History of April Fools

Every year on the 1st of April, millions of people play pranks, get pranked, or do both. Although this day, commonly known as April Fool’s Day, is celebrated by many, there is much debate among historians as to where it originated from. Many religions and cultures have set apart a certain day for playing harmless pranks. Interestingly, April Fool’s Day is not a national holiday in any country.

The most common theory today is that April Fool’s Day originated from Europe. The Europeans were following the Julian calendar, in which the New Year fell on April 1st. In 1582, Pope Gregory XIII set forth a new calendar: the Gregorian Calendar. Here, the New Year took place on January 1st. However, many people did not hear about the calendar switch and thus celebrated the New Year between March 25th and April 1st. These people were pranked and ridiculed by those who had already changed to the Gregorian calendar.

A possible origination of April Fool’s Day is the Roman Hilaria festival, which celebrated the resurrection of the Roman god, Attis. As one would probably notice, Hilaria is quite similar to the English word “hilarious,” so the day was a happy one. Any day with a cause for rejoicing, such as birth of a child, or marriage, was called Hilaria. Hilaria is modernly known as Roman Laughing Day.

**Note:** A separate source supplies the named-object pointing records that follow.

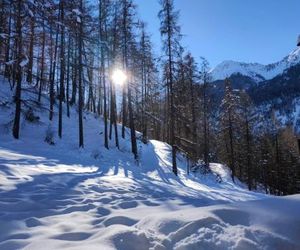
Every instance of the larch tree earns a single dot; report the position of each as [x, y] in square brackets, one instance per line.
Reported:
[170, 32]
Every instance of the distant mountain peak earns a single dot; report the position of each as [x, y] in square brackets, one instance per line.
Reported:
[256, 71]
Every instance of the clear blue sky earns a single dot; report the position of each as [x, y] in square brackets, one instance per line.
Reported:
[262, 31]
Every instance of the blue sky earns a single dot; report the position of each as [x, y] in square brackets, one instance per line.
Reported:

Many other cultures celebrate these “days of joy”. In India, people celebrate the festival Holi by throwing colorful dye at others. In Persian culture, Iranians play pranks on one another on a day known as Sizdahbedar. In Ireland, the victim of the prank would be sent to deliver a letter with the message “send the fool further,” and the poor person would go from person to person with the letter.

April Fool’s Day, in many forms, has long been a day when people all over the world are joyous and playful. Whether one is the prankster or is being pranked, everyone can enjoy the day where they just laugh.